Time-averaged heat transfer correlation for direct injection hydrogen fueled engine

This paper presents the development of an empirical correlation for the prediction of time-averaged heat transfer for a direct-injection hydrogen fueled engine. Computer simulation based on one-dimensional gas dynamics approach was used to perform the time-averaged analysis for the in-cylinder heat transfer. Simulation was performed for 1800 ≤ rpm ≤ 5000, 0.2 ≤ φ ≤ 1.2 and 130 deg before top dead center (BTDC) ≤ SOI ≤ 70 deg BTDC. Experimental measurements were used to verify the developed model, during which the engine performance could be determined to a reasonable accuracy of 10%. The equivalence ratio (φ) was considered as a governing variable, through the new correlation for the time-averaged heat transfer. A nonlinear regression approach was used to develop the new correlations. In the case of all the simulation data, the proposed correlations have a satisfactory performance with the determination coefficient (R2) of about 0.99. A relative error of 10% was found in more than 95% of the simulation data. However, the relative error was reduced to about 50% in the newly developed correlations, which increased its reliability to more than the Taylor's correlation for representing the actual data.

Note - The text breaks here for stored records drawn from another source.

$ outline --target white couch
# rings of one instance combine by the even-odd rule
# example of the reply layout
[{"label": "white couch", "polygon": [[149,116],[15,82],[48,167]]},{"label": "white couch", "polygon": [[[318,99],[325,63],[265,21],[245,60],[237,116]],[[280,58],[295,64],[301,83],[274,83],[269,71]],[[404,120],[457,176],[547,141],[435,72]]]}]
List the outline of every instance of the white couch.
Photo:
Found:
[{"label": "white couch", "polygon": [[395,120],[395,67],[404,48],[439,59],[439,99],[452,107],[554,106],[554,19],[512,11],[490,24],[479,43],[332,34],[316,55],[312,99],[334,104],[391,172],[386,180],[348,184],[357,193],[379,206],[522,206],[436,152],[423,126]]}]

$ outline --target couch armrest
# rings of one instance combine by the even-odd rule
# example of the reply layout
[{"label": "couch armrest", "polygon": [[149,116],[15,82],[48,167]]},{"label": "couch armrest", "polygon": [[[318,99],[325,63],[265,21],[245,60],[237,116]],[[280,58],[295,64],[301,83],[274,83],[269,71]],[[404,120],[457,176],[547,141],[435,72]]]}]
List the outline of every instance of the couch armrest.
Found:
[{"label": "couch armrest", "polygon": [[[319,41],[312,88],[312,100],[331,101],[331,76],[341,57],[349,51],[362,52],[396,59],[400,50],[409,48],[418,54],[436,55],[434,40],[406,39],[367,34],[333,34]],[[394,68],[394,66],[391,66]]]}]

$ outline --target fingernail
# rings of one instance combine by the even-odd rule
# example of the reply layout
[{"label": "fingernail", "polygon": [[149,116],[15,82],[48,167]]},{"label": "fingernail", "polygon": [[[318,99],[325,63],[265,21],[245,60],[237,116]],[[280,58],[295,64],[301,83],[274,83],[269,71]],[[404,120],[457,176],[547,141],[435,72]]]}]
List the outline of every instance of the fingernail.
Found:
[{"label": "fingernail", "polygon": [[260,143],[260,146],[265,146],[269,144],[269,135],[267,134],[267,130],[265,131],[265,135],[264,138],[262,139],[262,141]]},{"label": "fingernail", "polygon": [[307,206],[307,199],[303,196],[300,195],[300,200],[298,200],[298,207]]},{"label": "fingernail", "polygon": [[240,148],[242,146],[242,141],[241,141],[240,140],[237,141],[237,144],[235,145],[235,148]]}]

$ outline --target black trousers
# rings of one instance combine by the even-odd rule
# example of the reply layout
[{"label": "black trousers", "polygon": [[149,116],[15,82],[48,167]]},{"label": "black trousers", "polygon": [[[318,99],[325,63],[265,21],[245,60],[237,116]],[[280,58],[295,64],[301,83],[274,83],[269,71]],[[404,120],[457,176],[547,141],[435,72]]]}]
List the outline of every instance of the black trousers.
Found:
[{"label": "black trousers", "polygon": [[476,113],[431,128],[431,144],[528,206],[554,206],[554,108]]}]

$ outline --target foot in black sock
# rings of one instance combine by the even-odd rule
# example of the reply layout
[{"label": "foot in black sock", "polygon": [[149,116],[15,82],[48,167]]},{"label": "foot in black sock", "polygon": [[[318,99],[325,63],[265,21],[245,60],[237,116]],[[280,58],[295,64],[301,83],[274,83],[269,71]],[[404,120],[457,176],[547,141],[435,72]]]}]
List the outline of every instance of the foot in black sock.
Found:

Due to the general form, hydrocarbon fuel is suitable for the newly developed correlations that are theoretically made.

► A one-dimensional gas dynamic simulation approach is developed. ► Evaluation of existing empirical heat transfer models. ► Exiting empirical models are not accurate for hydrogen. ► A new time averaged heat transfer (TAHT) correlation is developed for hydrogen. ► TAHT correlation gives realistic predictions than Taylor's correlation.